Source code for cdm_reader_mapper.mdf_reader.reader

"""Common Data Model (CDM) MDF reader."""

from __future__ import annotations

from pathlib import Path
from typing import Callable, Any, get_args

import pandas as pd

from cdm_reader_mapper import DataBundle

from ..common.json_dict import open_json_file

from .utils.filereader import FileReader
from .utils.utilities import validate_arg

from .utils.utilities import as_list, as_path, read_csv, read_parquet, read_feather

from ..properties import SupportedFileTypes

READERS = {
    "csv": read_csv,
    "parquet": read_parquet,
    "feather": read_feather,
}


def validate_read_mdf_args(
    *,
    source: str | Path,
    imodel: str | None = None,
    ext_schema_path: str | Path | None = None,
    ext_schema_file: str | Path | None = None,
    year_init: int | None = None,
    year_end: int | None = None,
    chunksize: int | None = None,
    skiprows: int | None = None,
):
    """
    Validate arguments for reading an MDF file.

    This function performs validation on file paths and numeric arguments
    required for reading an MDF dataset.

    Raises
    ------
    FileNotFoundError
        If the source file does not exist.
    ValueError
        If required arguments are missing or numeric constraints are violated.
    """
    source = as_path(source, "source")

    if not source.exists():
        raise FileNotFoundError(f"Source file not found: {source}")

    if not imodel and not (ext_schema_path or ext_schema_file):
        raise ValueError(
            "One of imodel or ext_schema_path/ext_schema_file must be provided"
        )

    validate_arg("chunksize", chunksize, int)
    if chunksize is not None and chunksize <= 0:
        raise ValueError("chunksize must be a positive integer")

    validate_arg("skiprows", skiprows, int)
    if skiprows is not None and skiprows < 0:
        raise ValueError("skiprows must be >= 0")

    if year_init is not None and year_end is not None:
        if year_init > year_end:
            raise ValueError("year_init must be <= year_end")



[docs]
def read_mdf(
    source,
    imodel: str | None = None,
    ext_schema_path: str | None = None,
    ext_schema_file: str | None = None,
    ext_table_path: str | None = None,
    year_init: int | None = None,
    year_end: int | None = None,
    encoding: str | None = None,
    chunksize: int | None = None,
    skiprows: int = None,
    convert_flag: bool = True,
    converter_dict: dict | None = None,
    converter_kwargs: dict | None = None,
    decode_flag: bool = True,
    decoder_dict: dict | None = None,
    validate_flag: bool = True,
    sections: str | list | None = None,
    excludes: str | list | None = None,
    pd_kwargs: dict | None = None,
    xr_kwargs: dict | None = None,
) -> DataBundle:
    """Read data files compliant with a user specific data model.

    Reads a data file to a pandas DataFrame using a pre-defined data model.
    Read data is validates against its data model producing a boolean mask
    on output.

    The data model needs to be input to the module as a named model
    (included in the module) or as the path to a valid data model.

    Parameters
    ----------
    source: str
        The file (including path) to be read.
    imodel: str, optional
        Name of internally available input data model.
        e.g. icoads_r300_d704
    ext_schema_path: str, optional
        The path to the external input data model schema file.
        The schema file must have the same name as the directory.
        One of ``imodel`` and ``ext_schema_path`` or ``ext_schema_file`` must be set.
    ext_schema_file: str, optional
        The external input data model schema file.
        One of ``imodel`` and ``ext_schema_path`` or ``ext_schema_file`` must be set.
    year_init: str or int, optional
        Left border of time axis.
    year_end: str or int, optional
        Right border of time axis.
    encoding : str, optional
        The encoding of the input file.
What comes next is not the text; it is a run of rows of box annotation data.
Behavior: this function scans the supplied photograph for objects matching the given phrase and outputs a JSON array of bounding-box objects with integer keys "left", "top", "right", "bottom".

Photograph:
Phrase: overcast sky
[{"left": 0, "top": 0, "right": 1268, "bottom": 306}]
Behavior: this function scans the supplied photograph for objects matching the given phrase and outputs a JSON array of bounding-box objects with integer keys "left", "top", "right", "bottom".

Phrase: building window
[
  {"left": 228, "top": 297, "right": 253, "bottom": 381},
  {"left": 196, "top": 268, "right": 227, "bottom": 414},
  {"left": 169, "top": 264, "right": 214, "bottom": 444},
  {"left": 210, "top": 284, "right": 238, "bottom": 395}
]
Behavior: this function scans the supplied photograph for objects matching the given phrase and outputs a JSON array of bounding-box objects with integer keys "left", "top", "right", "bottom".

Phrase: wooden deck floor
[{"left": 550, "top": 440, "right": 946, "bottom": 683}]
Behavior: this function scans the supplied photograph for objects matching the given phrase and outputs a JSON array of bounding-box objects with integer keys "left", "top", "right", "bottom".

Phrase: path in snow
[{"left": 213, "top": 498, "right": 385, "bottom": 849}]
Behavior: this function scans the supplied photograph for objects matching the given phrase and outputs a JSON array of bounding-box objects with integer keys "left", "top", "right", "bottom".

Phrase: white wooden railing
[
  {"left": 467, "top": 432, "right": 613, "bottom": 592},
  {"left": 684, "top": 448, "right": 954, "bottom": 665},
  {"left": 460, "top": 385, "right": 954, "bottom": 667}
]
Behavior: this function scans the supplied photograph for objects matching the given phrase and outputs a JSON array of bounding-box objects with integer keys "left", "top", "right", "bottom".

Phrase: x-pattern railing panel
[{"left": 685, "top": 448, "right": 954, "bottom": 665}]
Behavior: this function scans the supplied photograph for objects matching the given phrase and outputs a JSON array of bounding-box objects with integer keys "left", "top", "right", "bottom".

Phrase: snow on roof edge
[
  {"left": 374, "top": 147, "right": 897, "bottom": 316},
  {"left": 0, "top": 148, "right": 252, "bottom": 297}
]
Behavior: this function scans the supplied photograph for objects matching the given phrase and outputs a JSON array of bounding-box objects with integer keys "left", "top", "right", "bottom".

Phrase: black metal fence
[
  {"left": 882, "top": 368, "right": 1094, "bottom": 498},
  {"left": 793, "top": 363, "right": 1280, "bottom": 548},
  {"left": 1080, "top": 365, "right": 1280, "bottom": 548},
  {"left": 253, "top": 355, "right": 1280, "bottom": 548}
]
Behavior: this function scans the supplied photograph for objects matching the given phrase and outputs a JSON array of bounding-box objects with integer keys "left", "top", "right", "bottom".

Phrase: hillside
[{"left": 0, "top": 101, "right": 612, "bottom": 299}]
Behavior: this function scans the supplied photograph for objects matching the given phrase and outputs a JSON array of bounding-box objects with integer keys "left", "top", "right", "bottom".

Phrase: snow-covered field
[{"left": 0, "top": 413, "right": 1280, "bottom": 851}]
Overrides the value in the imodel schema file.
    chunksize : int, optional
          Number of reports per chunk.
    skiprows : int, optional
          Number of initial rows to skip from file, default: 0
    convert_flag: bool, default: True
          If True convert entries by using a pre-defined data model.
    converter_dict: dict of {Hashable: func}, optional
          Functions for converting values in specific columns.
          If None use information from a pre-defined data model.
    converter_kwargs: dict of {Hashable: kwargs}, optional
          Key-word arguments for converting values in specific columns.
          If None use information from a pre-defined data model.
    decode_flag: bool, default: True
          If True decode entries by using a pre-defined data model.
    decoder_dict: dict of {Hashable: func}, optional
          Functions for decoding values in specific columns.
          If None use information from a pre-defined data model.
    validate_flag: bool, default: True
          Validate data entries by using a pre-defined data model.
    sections : list, optional
          List with subset of data model sections to output, optional
          If None read pre-defined data model sections.
    pd_kwargs: dict, optional
          Additional pandas arguments
    xr_kwargs: dict, optional
          Additional xarray arguments

    Returns
    -------
    cdm_reader_mapper.DataBundle

    See Also
    --------
    read: Read either original marine-meteorological or MDF data or CDM tables from disk.
    read_data : Read MDF data and validation mask from disk.
    read_tables : Read CDM tables from disk.
    write: Write either MDF data or CDM tables to disk.
    write_data : Write MDF data and validation mask to disk.
    write_tables : Write CDM tables to disk.
    """
    skiprows = skiprows or 0

    validate_read_mdf_args(
        source=source,
        imodel=imodel,
        ext_schema_path=ext_schema_path,
        ext_schema_file=ext_schema_file,
        year_init=year_init,
        year_end=year_end,
        chunksize=chunksize,
        skiprows=skiprows,
    )

    pd_kwargs = pd_kwargs or {}
    pd_kwargs.setdefault("encoding", encoding)
    pd_kwargs.setdefault("chunksize", chunksize)
    pd_kwargs.setdefault("skiprows", skiprows)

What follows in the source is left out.